Because of the email, she was granted an additional seven weeks of paid FMLA leave, OIG officials said.
Folsom’s case will be prosecuted by the Georgia Office of the Attorney General.
“OIG appreciates the assistance provided by GVRA during this investigation, which demonstrates a commitment to a state government free from fraud,” an OIG statement said.
WSB TV reported the father’s name was Bran Otmembebwe, and that the OIG found no evidence he existed.
5. Folsom Worked in Government for More Than 2 Decades Following Work in Broadcast
Folsom was promoted to the GVRA admin leadership team in 2020, according to the agency’s spring 2020 newsletter. She had worked in government affairs, economic development, communications and media relations for 23 years at the time, the newsletter says. Folsom joined the agency as a marketing manager and rose through the ranks to become the director of communications and marketing, the GVRA said.

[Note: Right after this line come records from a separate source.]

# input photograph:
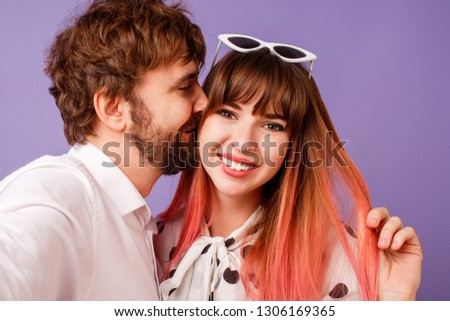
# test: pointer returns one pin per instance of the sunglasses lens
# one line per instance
(244, 43)
(288, 52)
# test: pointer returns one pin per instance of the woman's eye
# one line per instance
(185, 88)
(226, 113)
(274, 127)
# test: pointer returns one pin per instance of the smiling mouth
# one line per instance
(237, 166)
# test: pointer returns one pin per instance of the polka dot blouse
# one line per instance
(210, 268)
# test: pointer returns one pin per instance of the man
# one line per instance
(76, 227)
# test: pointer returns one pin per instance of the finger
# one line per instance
(406, 235)
(390, 228)
(377, 216)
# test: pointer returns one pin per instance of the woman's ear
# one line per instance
(112, 112)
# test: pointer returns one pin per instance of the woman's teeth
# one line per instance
(236, 166)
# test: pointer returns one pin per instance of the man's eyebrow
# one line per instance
(186, 77)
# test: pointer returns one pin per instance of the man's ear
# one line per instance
(112, 112)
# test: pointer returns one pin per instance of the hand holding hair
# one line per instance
(400, 256)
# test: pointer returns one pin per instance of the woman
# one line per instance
(276, 209)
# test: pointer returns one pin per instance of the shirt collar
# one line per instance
(120, 190)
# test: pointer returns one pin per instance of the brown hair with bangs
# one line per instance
(110, 46)
(303, 215)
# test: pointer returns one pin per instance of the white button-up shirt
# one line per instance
(74, 229)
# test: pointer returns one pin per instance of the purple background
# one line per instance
(383, 70)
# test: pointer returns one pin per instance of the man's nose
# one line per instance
(200, 102)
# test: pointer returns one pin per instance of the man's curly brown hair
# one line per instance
(110, 46)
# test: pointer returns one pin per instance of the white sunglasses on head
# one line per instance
(285, 52)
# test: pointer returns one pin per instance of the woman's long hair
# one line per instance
(317, 193)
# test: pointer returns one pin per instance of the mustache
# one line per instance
(192, 124)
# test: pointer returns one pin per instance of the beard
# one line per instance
(160, 148)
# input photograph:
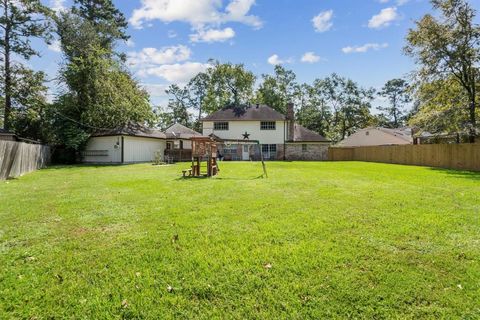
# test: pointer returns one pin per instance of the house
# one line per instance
(178, 137)
(244, 131)
(179, 144)
(7, 136)
(129, 144)
(378, 136)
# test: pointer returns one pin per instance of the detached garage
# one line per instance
(130, 144)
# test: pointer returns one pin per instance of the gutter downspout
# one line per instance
(123, 149)
(284, 141)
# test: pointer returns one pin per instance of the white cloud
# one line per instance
(310, 57)
(323, 21)
(58, 5)
(130, 43)
(212, 35)
(178, 73)
(198, 13)
(275, 59)
(151, 56)
(365, 48)
(383, 19)
(55, 46)
(155, 90)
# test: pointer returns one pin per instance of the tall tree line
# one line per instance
(99, 92)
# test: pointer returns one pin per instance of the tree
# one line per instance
(229, 84)
(101, 93)
(439, 107)
(278, 90)
(350, 105)
(179, 104)
(107, 21)
(313, 112)
(20, 21)
(198, 89)
(397, 93)
(29, 118)
(449, 46)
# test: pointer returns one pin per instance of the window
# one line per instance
(267, 125)
(220, 126)
(269, 151)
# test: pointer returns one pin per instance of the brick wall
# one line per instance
(314, 152)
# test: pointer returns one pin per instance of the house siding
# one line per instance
(313, 152)
(96, 144)
(238, 128)
(136, 149)
(139, 149)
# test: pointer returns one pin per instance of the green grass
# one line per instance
(315, 240)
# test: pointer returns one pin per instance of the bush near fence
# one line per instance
(18, 158)
(449, 156)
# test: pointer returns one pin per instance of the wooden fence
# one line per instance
(18, 158)
(450, 156)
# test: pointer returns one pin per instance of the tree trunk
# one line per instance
(8, 75)
(473, 121)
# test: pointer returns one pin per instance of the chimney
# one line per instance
(290, 121)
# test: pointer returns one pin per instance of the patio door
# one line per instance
(245, 152)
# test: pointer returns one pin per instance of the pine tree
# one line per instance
(20, 21)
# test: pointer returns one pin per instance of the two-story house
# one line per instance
(238, 128)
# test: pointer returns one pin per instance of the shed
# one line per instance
(129, 144)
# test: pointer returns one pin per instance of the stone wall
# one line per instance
(313, 152)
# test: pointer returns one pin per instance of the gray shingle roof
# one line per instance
(180, 131)
(302, 134)
(246, 113)
(132, 129)
(5, 132)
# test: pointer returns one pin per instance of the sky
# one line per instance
(172, 40)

“In that role, Robin developed the agency’s first strategic marketing plan with annual goals and measurable benchmarks. She also established an extensive collection of video, web and print assets to support coworkers in the field with key outreach tools in accessible formats,” the newsletter said.
Before joining the GVRA, she worked in television news and served in other public service roles, including working with the Georgia Department of Labor as Director of Workforce Development Finance Programs and at the Governor’s Office of Workforce Development as program
coordinator for the Georgia Work Ready initiative, the newsletter said.
“In her new capacity, Robin oversees legislative affairs, board and council relations, communications and marketing. She will prioritize timely communication and maximization of resources dedicated to outreach. One of her first goals is providing agency-wide visibility into the administrative support services available in the new organizational structure,” the newsletter said.
GVRA archives list Folsom as the media contact for dozens of press releases and other statements spanning several years. She also regularly spoke at GVRS board meetings.